Нашей следующей проблемой был тест трёхметровой модели Безнадёжного Бриллианта на испытательной радарной установке на открытом воздухе недалеко от Палмдэйла, в пустыне Мохаве. Установка принадлежала Макдоннел Дуглас, это было подобно тому, как компания Бьюик использовала тестовый трек компании Форд для дорожных испытаний своей новой передовой конструкции спортивного автомобиля, но у нас не было выбора, поскольку у Локхид такой установки не было. Наша модель была закреплена на 3,5-метровом пилоне, радар был установлен на расстоянии 450 метров. Я стоял рядом с оператором радара в комнате управления. “Мистер Рич, пожалуйста проверьте свою модель. Похоже, она упала с пилона”, – сказал оператор. Я выглянул и ответил: “Вы в своём уме? Модель на своём месте”. И в тот момент чёрная птица села прямо на Безнадёжный Бриллиант. Оператор радара улыбнулся и закивал: “Всё верно, теперь я засёк его”. Я не собирался говорить ему, что он засёк ворону. Его радар так и не увидел нашу модель.

Впервые за долгое время я смог облегченно вздохнуть: мы были на гребне идеальной волны, в невероятно захватывающем путешествии. Я увидел одним из первых, насколько невидимой форма Бриллианта была в действительности. Так что я скрестил пальцы и произнёс про себя молитву о достижении успеха в последующих испытаниях.

Взгляд с другой стороны

Дэнис Оверхолстер

В октябре 1975 Бен Рич проинформировал меня, что мы и Нортроп выиграли на первом этапе конкурса и теперь нашим конструкциям предстояло соревноваться друг с другом в полуденной игре навылет на испытательной радарной установке Военно-воздушных сил в Уайт-Сэндс, штат Нью-Мексико. Каждой из двух компаний было выделено по полтора миллиона долларов для улучшения моделей и сообщено, что они должны быть готовы для испытаний через четыре месяца.

Правительство требовало конкуренции на любом проекте, но форму Безнадёжного Бриллианта было крайне трудно превзойти. Мы построили 12-метровую модель из дерева, полностью из плоских панелей и покрасили её в чёрный цвет.
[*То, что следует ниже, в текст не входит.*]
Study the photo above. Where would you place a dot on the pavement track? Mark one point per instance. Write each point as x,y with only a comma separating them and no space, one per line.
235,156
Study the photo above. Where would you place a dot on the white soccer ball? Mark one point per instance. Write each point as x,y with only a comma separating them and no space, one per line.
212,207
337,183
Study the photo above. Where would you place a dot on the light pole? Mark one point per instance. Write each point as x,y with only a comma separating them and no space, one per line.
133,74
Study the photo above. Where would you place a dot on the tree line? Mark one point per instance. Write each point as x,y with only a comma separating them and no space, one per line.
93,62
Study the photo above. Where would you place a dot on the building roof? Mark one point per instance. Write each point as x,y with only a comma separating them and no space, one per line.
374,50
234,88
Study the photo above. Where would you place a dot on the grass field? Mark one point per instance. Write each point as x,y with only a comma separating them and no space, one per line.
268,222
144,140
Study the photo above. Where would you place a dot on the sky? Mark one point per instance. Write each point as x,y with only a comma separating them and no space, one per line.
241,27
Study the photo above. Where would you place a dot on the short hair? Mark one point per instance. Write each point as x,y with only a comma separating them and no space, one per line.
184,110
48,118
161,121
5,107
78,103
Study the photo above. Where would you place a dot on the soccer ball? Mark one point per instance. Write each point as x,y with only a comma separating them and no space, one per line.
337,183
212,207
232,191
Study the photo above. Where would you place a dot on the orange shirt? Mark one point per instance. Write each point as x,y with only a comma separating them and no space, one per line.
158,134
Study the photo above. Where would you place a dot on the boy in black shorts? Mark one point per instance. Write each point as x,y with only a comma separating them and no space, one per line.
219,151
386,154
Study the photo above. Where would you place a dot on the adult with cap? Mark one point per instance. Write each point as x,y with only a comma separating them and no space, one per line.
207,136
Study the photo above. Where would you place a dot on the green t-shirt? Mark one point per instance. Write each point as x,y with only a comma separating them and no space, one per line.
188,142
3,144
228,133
А в марте 1976 года мы перевезли её на грузовике в Нью-Мексико. Испытательная радарная установка в Уайт-Сэндс ранее тестировалась на снаряженных болванками ядерных боеголовках, и их радары были самыми чувствительными и мощными в свободном мире.

Испытания длились месяц. Я никогда не видел модель Нортроп, потому что в соответствии с распорядком испытаний наши модели тестировались раздельно, в разные дни. В конце концов мы побили их. Наш Бриллиант был в десять раз менее заметен, чем их модель. Мы достигли самой низкой ЭПР, когда-либо измеренной. И результаты на испытательной радарной установке точно соответствовали предсказаниям нашего компьютерного программного обеспечения. Это означало, что теперь мы могли с уверенностью предсказать ЭПР для объекта любой данной формы, что было уникальной технической возможностью на тот момент времени.
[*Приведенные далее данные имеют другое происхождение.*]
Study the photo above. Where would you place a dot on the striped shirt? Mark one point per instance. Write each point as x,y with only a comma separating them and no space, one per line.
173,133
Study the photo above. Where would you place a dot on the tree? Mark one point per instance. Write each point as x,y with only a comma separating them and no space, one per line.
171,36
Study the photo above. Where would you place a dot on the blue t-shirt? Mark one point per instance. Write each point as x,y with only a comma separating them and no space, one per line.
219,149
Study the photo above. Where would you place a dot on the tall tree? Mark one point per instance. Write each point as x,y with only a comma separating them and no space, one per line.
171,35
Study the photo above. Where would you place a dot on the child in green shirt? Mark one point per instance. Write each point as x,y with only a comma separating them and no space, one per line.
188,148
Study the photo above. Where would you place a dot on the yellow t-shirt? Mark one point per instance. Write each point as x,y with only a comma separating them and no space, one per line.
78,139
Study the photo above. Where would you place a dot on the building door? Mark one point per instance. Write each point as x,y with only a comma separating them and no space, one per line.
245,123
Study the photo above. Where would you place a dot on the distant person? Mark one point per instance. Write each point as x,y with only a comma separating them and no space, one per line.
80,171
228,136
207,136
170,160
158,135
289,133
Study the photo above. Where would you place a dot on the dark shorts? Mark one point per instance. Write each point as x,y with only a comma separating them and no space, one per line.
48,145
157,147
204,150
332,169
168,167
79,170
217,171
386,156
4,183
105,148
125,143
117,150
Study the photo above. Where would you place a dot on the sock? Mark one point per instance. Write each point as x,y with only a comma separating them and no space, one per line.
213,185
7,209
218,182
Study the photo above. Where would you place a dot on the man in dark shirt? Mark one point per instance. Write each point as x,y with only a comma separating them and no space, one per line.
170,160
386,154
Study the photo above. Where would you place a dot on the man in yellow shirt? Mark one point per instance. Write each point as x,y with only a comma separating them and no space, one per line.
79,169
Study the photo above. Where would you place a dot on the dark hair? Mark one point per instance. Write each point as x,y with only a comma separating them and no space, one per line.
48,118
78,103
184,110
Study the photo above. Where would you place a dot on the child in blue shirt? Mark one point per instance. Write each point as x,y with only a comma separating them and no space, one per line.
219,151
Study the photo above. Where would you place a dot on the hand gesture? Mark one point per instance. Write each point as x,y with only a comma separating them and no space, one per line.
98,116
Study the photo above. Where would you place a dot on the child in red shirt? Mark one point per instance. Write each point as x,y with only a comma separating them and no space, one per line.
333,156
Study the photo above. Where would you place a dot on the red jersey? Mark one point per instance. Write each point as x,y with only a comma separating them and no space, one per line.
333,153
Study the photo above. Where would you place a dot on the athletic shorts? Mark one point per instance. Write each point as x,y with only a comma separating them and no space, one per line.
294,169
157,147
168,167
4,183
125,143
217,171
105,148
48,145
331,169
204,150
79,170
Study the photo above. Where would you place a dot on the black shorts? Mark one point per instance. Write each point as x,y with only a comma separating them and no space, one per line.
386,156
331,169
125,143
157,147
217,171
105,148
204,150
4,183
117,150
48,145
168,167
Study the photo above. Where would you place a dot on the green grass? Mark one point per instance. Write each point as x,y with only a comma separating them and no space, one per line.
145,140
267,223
Испытательная площадка была плоской, как крышка стола; пилон был в прямой видимости с пятью разными тарелками антенн радара, каждая работала в своём диапазоне частот. Модель была закреплена на пилоне, а затем развёрнута в сторону лучей радара. И тогда произошли две очень забавные вещи. В первый же день, когда мы поставили нашу модель на пилон, на экране радара он был во много раз ярче, чем модель. Техники были раздосадованы. Они считали, что их пилоны были невидимы для радара, но проблема заключалась в том, что никто никогда не строил модель, которая была бы настолько незаметной в радиолокационном диапазоне, чтобы показать им их неправоту. Отражённый их пилонами сигнал регистрировался на уровне минус 20 децибел[16] – это неплохо до тех пор, пока сигнал от модели сверху был более 20. Но когда модель начала показывать неслыханные ранее низкие значения, пилон стал вносить помехи в испытания. Полковник ВВС высказал мне в порыве досады: “Ну, если вы настолько умны, постройте нам новый пилон”. Я подумал про себя: “Ну, конечно. Построить башню, которая будет на десять децибел незаметнее, чем модель. Удачи нам”.
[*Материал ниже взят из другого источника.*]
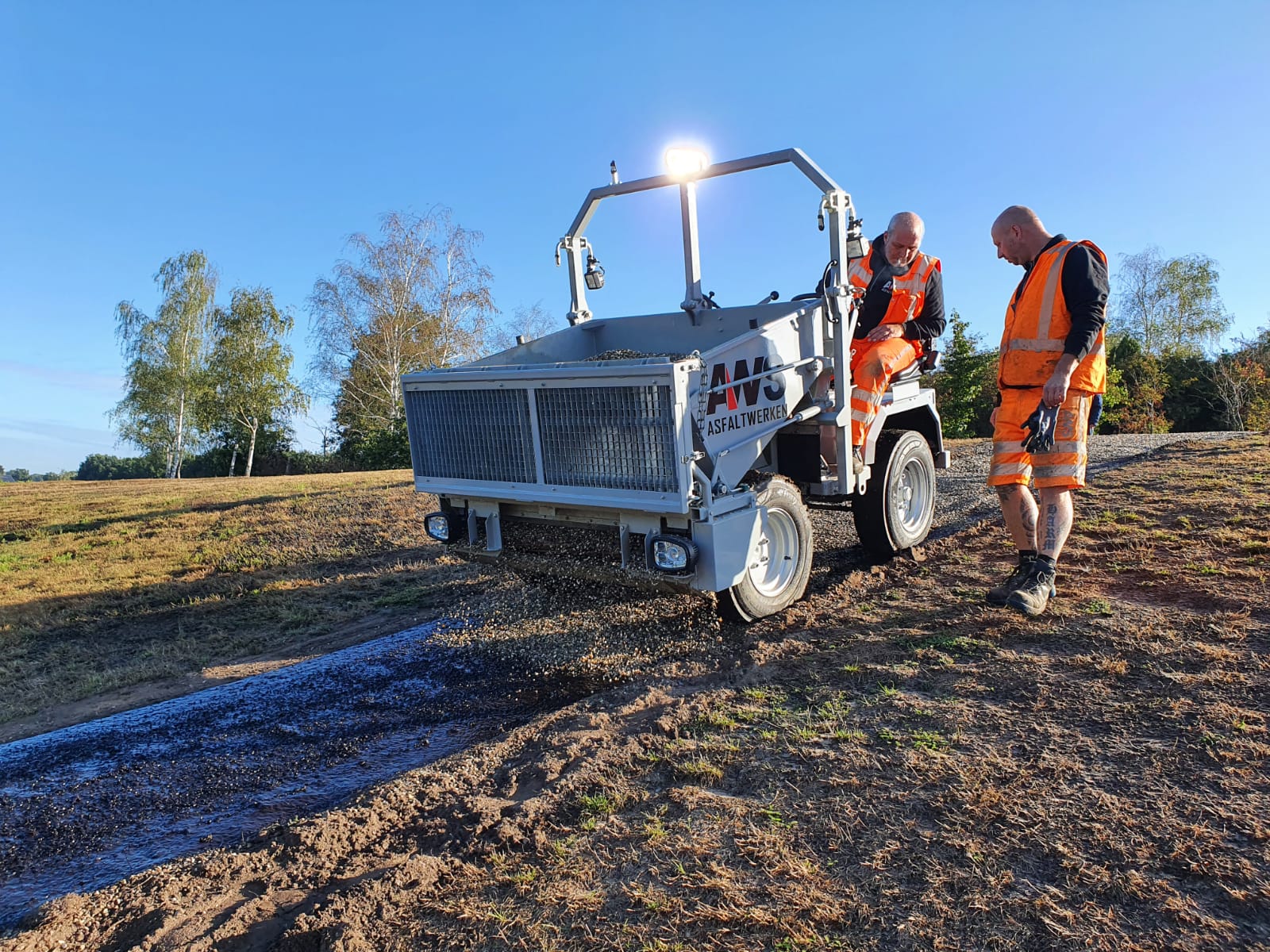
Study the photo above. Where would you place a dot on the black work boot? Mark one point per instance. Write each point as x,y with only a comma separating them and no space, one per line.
1001,594
1038,588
В конце концов нам пришлось объединиться с Нортроп, чтобы оплатить постройку нового пилона, потому что ВВС не собирались давать на него деньги. Он стоил около полумиллиона долларов. Я разработал ромбовидный пилон, который испытывали на последнем слове радиотехники – 50000-ваттном магнетроне, способном видеть объект размером с муравья за километр. Для этой РЛС пилон был размером c шмеля. Джон Кашен, специалист по малозаметности в Нортроп, был в комнате управления, когда включили радар. И я услышал, как их руководитель проекта прошептал Джону: “Иисус, если они могут сделать такое с проклятым пилоном, то что они сделают с их проклятой моделью?”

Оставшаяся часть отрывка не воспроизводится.